The project examines stand-up comedy specials, focusing on controversial topics like race, ethnicity, and politics, which often lead to public debates. We aim to understand these thematic patterns and sentiments to propose improved content disclaimers, fostering a safer viewing experience.
Our approach leverages Topic Modeling to uncover hidden thematic structures and Offense Analysis in Comedy to understand potentially harmful effects of humor. Techniques include Latent Dirichlet Allocation (LDA) and Non-negative Matrix Factorization (NMF) to identify topics and sentiments within comedy transcripts.
- Corpus Extraction: Extracted from "Scraps from the Loft" using BeautifulSoup, covering over 450 transcripts in English.
- Text Preprocessing: Involves cleaning text, language identification, tokenization, and Parts-of-Speech tagging using Python libraries.
- Offense and Subjectivity Analysis: Employing the VADER and TextBlob packages for sentiment and subjectivity analysis.
- Named Entity Recognition: Using SpaCy's NLP model to identify and analyze entities within the transcripts.
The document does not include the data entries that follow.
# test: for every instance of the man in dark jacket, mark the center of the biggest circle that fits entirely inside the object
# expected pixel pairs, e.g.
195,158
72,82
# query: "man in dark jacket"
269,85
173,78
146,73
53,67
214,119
- Topic Modeling: Using LDA and NMF models to identify prevalent topics, with a focus on optimizing topic coherence.
The analysis identifies relationships between sentiment polarity and subjectivity, showing different trends among comedians. Topic modeling results in distinct thematic categories such as observational, cultural, and political comedy. NMF showed better performance in topic coherence compared to LDA.
The project effectively maps out the thematic and emotional landscape of stand-up comedy, offering insights that can help tailor content disclaimers.